13.  Qual è azione principale relativa al libro/lettura che vi si svolge (o per la quale è pensato, progettato, strutturato…)?
La  principale azione è quella di trasportare dei libri.

14.  Quali altre azioni (non relative al libro/lettura) vi si possono svolgere?
La bicicletta permette il trasporto di persone ed oggetti, anche differenti dai libri.

15.  Come si muovo/comportano le persone all’interno dello spazio?
L’utente può muoversi liberamente in quanto non vi sono vincoli né regolamentazioni.
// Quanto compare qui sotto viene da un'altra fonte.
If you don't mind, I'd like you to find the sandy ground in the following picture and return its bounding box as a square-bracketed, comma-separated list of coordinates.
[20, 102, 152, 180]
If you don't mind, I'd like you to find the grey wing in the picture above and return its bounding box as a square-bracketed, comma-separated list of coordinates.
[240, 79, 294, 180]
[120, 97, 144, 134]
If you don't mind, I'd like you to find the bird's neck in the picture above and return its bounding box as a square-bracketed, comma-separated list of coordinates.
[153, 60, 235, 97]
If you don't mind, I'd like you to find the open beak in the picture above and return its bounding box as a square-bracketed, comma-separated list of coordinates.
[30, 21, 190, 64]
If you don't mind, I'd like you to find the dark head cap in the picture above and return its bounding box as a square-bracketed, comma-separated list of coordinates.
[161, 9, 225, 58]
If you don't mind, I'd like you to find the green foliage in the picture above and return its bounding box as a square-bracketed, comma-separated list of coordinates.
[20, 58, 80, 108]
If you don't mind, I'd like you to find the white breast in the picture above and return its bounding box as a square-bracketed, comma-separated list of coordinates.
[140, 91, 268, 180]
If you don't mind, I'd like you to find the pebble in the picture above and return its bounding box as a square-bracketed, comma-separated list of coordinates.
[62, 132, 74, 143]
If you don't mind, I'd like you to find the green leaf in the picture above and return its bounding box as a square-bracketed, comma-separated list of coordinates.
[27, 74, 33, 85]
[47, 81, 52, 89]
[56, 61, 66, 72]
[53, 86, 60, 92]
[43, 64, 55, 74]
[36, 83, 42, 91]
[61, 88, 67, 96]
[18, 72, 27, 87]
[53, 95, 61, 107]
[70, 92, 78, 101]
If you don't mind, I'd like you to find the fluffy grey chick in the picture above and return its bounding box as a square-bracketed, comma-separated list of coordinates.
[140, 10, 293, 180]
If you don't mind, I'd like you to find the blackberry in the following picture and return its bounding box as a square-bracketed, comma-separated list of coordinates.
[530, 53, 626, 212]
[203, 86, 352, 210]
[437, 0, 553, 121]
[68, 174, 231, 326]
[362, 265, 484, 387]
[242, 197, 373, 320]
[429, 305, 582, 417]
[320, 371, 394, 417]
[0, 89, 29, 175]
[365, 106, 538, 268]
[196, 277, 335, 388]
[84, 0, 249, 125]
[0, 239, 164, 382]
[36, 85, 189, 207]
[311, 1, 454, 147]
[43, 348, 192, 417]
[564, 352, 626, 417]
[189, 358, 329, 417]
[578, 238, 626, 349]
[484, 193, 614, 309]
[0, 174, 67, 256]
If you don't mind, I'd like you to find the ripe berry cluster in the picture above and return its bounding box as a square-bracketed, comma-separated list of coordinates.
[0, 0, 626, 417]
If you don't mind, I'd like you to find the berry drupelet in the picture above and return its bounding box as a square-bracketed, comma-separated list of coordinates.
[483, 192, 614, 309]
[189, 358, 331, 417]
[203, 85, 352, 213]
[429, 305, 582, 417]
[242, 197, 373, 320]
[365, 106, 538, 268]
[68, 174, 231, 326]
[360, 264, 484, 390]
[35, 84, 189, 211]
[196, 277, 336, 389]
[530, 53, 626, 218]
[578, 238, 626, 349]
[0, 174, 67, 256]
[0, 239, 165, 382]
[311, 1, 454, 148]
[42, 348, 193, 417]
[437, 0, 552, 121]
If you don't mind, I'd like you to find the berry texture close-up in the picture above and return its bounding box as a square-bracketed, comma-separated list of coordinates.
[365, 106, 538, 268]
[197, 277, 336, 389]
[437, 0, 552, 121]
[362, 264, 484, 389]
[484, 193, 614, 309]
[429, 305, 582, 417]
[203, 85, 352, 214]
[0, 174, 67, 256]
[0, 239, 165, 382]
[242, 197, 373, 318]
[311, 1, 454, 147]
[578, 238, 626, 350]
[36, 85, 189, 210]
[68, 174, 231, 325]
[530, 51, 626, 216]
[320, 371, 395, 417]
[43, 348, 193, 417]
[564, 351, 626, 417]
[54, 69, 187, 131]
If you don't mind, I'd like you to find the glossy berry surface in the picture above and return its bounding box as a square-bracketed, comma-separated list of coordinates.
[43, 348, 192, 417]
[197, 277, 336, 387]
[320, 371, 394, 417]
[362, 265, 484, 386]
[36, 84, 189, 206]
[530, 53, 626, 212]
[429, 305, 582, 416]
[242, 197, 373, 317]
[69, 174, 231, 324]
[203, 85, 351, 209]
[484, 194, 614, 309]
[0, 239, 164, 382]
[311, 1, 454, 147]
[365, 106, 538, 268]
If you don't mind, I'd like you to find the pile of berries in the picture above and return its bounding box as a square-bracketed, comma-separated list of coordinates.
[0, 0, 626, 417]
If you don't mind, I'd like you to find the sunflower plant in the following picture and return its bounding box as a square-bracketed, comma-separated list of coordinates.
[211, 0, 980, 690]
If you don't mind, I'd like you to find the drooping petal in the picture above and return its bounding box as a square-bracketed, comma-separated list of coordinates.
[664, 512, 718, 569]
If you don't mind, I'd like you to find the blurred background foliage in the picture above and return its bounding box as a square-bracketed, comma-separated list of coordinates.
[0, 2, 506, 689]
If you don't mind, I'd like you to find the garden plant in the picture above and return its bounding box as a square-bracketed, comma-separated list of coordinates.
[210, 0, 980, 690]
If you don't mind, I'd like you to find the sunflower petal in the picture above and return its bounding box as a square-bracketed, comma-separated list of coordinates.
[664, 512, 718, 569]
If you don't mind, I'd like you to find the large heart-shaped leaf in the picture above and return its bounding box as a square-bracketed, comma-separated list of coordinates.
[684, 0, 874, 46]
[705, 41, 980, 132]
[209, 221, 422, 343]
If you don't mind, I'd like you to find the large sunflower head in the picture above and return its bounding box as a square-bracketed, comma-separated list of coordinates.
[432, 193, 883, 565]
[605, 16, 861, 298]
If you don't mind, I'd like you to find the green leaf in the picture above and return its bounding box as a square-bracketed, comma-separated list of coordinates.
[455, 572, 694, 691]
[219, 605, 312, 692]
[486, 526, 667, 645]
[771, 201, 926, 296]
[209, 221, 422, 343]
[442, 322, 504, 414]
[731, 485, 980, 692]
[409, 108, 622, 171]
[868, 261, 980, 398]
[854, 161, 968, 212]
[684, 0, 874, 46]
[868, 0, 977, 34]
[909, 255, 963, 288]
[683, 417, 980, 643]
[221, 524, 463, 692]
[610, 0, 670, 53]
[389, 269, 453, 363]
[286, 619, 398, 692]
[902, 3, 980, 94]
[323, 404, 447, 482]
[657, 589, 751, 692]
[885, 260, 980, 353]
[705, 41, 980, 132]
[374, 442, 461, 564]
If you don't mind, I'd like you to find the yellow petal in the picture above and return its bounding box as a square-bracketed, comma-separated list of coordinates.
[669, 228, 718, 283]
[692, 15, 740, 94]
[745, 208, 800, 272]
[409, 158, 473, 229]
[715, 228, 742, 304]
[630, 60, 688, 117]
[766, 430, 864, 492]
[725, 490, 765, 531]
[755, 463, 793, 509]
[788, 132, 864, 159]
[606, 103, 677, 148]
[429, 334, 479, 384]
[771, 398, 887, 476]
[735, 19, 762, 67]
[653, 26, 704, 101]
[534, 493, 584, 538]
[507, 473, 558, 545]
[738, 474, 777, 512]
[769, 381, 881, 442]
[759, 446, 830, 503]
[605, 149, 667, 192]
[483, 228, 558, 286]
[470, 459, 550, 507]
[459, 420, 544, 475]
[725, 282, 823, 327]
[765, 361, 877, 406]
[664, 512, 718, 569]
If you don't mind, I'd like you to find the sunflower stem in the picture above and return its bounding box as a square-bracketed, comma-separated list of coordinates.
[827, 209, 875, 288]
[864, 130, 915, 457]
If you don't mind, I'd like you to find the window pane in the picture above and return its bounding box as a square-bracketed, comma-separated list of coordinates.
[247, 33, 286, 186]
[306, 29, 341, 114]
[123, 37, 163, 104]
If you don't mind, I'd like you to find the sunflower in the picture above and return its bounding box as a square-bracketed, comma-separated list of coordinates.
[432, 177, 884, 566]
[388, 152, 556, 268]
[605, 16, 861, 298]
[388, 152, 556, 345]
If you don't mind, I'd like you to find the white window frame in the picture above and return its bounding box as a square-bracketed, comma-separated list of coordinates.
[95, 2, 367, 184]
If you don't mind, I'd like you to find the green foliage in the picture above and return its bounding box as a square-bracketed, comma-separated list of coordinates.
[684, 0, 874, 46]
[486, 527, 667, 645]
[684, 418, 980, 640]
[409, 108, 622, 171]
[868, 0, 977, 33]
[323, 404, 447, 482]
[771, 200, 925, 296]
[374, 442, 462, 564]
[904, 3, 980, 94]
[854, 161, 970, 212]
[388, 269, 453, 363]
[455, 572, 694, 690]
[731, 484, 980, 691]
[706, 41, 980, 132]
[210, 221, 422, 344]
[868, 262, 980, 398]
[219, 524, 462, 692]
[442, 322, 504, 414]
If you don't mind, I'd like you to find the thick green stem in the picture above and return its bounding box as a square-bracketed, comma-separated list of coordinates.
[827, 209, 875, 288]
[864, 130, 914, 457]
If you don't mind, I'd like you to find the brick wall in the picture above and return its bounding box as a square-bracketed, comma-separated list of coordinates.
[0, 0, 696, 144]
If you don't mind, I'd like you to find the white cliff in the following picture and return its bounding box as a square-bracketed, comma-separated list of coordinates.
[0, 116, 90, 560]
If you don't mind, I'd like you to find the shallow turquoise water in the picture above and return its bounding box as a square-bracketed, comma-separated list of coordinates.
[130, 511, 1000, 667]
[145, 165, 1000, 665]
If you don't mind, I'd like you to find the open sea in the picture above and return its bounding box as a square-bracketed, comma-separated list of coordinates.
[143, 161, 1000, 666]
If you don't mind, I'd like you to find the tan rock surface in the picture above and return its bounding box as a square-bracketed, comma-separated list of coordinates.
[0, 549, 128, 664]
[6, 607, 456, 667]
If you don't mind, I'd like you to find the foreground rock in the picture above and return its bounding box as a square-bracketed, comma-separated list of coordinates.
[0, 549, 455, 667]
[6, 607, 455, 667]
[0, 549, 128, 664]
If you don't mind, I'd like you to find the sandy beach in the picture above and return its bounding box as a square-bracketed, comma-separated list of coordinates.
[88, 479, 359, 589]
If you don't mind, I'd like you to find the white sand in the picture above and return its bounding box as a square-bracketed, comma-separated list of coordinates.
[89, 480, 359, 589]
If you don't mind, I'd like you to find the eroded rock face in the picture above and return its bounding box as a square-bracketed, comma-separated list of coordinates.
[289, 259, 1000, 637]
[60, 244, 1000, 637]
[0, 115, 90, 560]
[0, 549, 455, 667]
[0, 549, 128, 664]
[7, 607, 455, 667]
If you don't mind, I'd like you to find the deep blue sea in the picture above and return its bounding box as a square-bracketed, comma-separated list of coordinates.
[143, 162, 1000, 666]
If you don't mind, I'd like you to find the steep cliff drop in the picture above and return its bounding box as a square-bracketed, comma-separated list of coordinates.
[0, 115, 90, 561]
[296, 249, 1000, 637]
Ciò nonostante è necessario che resti in equilibrio e che pedali, durante la fase di trasporto.

16.    Quali sono le modalità temporali di utilizzo dello spazio (durata, momento della giornata etc)?
La durata dell’utilizzo della bicicletta è dipendente dalla lunghezza del tragitto e dalla velocità dell’utente. Allo stesso modo l’impiego della bicicletta è strettamente legato alle necessità del suo proprietario, generalizzando, un tempo di mezzora tra le 8 e le 9 di mattina, e tra le 17 e le 19 di sera. ( se i tempi dovessero essere maggiori di mezzora, probabilmente l’utente utilizza la bicicletta oltre che per comodità, anche per piacere dato che percorre lunghezze in cui sarebbe giustificabile l’impiego di un altro mezzo).

17.    Gli attori possono modificare lo spazio? Come? Con che ruoli? Temporaneamente? Permanentemente? Attraverso quali azioni, dotazioni etc?
Certo, l’utente può modificare lo spazio, aggiungendo, eliminando, o modificando elementi: sostituire, o spostare il campanello, aggiungere o togliere borse, modificare il portapacchi. la reversibilità della modifica è a discrezione dell’utente, e le azioni che questo deve compiere sono dipendenti dal tipo di operazione che vuole effettuare.

18.  Quali sono gli aspetti positivi (relativi al libro/lettura e non) di questo contesto? E quelli negativi?
La praticità e la facilità di accesso a questo luogo sono caratteristiche positive; come la possibilità di modificare la bicicletta secondo le proprie esigenze. Dall’altro lato esiste la difficoltà nel trasportare ampi volumi di libri o di consultarli mentre si guida.

19.  Come questo contesto potrebbe essere migliorato, reso più idoneo, più funzionale, più efficace ad usi relativi al libro/lettura?
Per quanto riguarda il trasporto di libri, il miglioramento è legato alla stabilità del mezzo in relazione alla capienza degli accessori. La lettura è invece un aspetto difficilmente migliorabile, in quanto mentre si guida è necessario prestare attenzione alla strada. Il mancato controllo del manubrio con almeno una mano è peraltro sanzionabile.